Although there is continuing cause for concern in the use of synthetic progestins, one new study shows that progesterone and MPA do have some common central and peripheral effects. Following two weeks of oral administration in ovariectomized female rats, both progesterone and MPA were able to increase allopregnanolone levels in brain, but they had different effects on beta endorphin levels in the CNS (Bernardi et al., 2006). However, the issue of whether the synthetic and natural versions of the hormones can be used completely interchangeably is still not resolved. Our own unpublished research shows that after TBI, both MPA and progesterone in equivalent doses can reduce cerebral edema, but post-injury treatment with MPA, unlike progesterone, did not improve behavioral outcomes in a spatial learning task. Because of its ready availability compared to natural progesterone, it is likely that some physicians could be tempted to use MPA for “off-label” treatment but, given what we now know, caution is still required, especially in the context of of brain injury or stroke. Its differential impact on outcomes compared to natural progesterone must be clarified.
Conclusion
A large and rapidly growing body of preclinical studies have produced consistent results across species (mice, rats, cats, rabbits) and a number of injury models (TBI, stroke, spinal cord injury, demyelination). Progesterone’s most beneficial effect in TBI may be to reduce cerebral edema and thereby stem the secondary loss of vulnerable nerve cells, but the hormone exerts other beneficial effects as well. The literature indicates that progesterone is a potent anti-inflammatory and anti-apoptotic agent with some anti-oxidant properties which enable it to protect against the breakdown of cell membranes that leads to the death of neurons and glia. Progesterone’s mechanisms for neuroprotection are not yet completely understood, but it clearly does not target a single class of receptors or one cell type. Progesterone has manifold actions in the brain, so it is likely that it alters the expression of as yet unidentified genes and proteins involved in the cytotoxic and repair processes that accompany TBI and stroke.

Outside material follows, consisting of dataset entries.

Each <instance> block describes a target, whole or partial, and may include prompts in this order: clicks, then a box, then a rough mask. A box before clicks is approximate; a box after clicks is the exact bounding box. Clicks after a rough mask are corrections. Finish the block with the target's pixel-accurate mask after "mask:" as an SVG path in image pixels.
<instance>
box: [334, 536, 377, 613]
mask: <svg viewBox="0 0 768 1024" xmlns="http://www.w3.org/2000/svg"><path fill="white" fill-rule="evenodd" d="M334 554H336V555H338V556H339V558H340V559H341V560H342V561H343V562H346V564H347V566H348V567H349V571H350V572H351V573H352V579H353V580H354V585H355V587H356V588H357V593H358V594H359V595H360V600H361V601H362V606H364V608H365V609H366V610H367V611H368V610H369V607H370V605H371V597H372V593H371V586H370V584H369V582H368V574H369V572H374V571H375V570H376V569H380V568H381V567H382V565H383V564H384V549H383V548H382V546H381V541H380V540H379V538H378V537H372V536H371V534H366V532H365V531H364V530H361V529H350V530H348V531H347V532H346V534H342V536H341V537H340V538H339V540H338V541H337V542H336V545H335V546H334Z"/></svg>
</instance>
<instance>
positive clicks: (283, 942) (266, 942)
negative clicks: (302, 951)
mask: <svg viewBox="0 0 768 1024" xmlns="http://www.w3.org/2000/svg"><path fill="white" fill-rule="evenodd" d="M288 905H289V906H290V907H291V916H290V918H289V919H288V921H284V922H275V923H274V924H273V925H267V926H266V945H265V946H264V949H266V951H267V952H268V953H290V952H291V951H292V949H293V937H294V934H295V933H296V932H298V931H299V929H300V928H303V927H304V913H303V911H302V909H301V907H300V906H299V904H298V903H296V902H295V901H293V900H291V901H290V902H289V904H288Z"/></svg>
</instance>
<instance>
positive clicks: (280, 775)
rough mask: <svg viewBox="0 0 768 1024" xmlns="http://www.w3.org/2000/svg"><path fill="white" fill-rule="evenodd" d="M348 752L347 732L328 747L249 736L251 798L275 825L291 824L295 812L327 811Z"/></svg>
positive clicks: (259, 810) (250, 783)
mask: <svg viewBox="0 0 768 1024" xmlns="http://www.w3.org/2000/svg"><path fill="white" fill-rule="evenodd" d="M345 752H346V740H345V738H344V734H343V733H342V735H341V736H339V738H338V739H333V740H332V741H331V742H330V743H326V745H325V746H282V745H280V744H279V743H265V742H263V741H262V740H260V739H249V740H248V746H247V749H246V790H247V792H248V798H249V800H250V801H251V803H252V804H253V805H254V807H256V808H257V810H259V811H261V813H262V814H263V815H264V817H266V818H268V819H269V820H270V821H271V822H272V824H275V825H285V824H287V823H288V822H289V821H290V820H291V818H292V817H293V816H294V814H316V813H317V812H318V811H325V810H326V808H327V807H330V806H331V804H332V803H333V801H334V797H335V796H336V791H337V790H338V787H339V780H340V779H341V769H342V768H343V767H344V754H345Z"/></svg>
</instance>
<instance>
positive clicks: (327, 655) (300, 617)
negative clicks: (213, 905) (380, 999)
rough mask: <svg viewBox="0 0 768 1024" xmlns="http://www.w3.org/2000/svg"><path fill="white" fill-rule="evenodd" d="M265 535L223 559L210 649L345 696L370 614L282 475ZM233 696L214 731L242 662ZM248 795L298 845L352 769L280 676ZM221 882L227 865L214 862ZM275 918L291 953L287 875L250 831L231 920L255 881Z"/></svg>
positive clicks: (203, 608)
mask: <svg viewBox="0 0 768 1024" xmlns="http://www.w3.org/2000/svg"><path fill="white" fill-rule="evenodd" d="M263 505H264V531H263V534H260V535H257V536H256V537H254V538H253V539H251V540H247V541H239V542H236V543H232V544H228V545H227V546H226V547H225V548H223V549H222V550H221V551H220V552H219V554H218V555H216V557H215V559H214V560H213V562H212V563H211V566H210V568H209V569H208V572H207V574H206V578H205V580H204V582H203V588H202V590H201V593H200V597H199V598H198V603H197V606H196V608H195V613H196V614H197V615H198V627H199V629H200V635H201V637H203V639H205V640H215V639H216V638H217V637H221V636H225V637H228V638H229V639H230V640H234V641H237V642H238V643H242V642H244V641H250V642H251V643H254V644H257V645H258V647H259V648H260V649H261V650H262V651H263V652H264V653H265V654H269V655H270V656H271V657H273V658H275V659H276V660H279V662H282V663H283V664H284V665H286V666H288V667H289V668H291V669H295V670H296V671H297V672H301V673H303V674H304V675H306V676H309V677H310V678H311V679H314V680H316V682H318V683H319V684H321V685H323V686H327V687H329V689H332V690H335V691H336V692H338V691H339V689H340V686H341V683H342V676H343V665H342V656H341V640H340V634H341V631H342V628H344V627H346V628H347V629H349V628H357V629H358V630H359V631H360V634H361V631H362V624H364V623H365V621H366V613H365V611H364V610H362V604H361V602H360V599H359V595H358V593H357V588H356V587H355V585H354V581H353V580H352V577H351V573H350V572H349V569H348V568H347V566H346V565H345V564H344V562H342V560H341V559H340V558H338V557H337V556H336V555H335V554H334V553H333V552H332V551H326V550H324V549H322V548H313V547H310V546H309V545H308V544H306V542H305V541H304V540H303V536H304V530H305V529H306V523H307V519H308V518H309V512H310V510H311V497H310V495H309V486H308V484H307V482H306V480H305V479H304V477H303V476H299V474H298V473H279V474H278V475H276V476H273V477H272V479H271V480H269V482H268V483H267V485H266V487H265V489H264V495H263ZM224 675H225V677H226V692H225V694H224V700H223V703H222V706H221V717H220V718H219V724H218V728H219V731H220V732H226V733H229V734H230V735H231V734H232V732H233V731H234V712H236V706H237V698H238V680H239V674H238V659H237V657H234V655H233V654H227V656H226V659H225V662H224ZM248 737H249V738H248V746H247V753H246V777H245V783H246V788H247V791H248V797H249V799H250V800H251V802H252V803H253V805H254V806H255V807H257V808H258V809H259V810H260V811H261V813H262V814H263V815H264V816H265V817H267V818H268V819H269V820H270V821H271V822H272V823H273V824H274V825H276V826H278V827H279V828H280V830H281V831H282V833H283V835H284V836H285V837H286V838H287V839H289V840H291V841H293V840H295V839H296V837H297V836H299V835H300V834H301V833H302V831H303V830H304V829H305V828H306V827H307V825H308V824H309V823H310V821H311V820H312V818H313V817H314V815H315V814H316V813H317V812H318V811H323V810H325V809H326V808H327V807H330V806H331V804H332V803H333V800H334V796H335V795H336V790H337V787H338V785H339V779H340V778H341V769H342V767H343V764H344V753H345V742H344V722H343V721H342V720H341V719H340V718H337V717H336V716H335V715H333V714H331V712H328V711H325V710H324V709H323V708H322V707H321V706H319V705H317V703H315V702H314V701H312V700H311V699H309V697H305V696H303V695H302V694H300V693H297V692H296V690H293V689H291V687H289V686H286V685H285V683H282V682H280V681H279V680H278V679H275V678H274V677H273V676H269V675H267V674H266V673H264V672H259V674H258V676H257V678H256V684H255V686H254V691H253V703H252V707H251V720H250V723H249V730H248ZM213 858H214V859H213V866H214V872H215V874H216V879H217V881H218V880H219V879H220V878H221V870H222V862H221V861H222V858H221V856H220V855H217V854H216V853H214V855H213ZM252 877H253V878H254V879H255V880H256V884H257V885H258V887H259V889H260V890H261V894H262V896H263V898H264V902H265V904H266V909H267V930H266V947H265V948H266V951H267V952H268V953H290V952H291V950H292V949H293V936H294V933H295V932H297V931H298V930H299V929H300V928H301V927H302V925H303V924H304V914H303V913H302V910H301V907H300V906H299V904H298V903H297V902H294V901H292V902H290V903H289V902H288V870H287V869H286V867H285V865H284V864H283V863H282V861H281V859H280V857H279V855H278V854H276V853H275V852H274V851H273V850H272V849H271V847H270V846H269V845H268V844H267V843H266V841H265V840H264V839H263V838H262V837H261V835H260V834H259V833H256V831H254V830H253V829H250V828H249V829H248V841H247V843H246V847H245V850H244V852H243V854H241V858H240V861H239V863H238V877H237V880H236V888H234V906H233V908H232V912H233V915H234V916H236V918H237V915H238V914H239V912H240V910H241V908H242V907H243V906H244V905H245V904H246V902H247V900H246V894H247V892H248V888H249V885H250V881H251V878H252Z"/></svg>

To date, most of the pharmacological trials for TBI and stroke have failed. One reason may be that many of these drugs targeted a single aspect of the injury cascade. In contrast, progesterone, a developmental hormone that may have evolved to protect gestation of the fetus, exerts a multitude of beneficial actions, and holds promise as a safe and effective agent for a range of CNS disorders.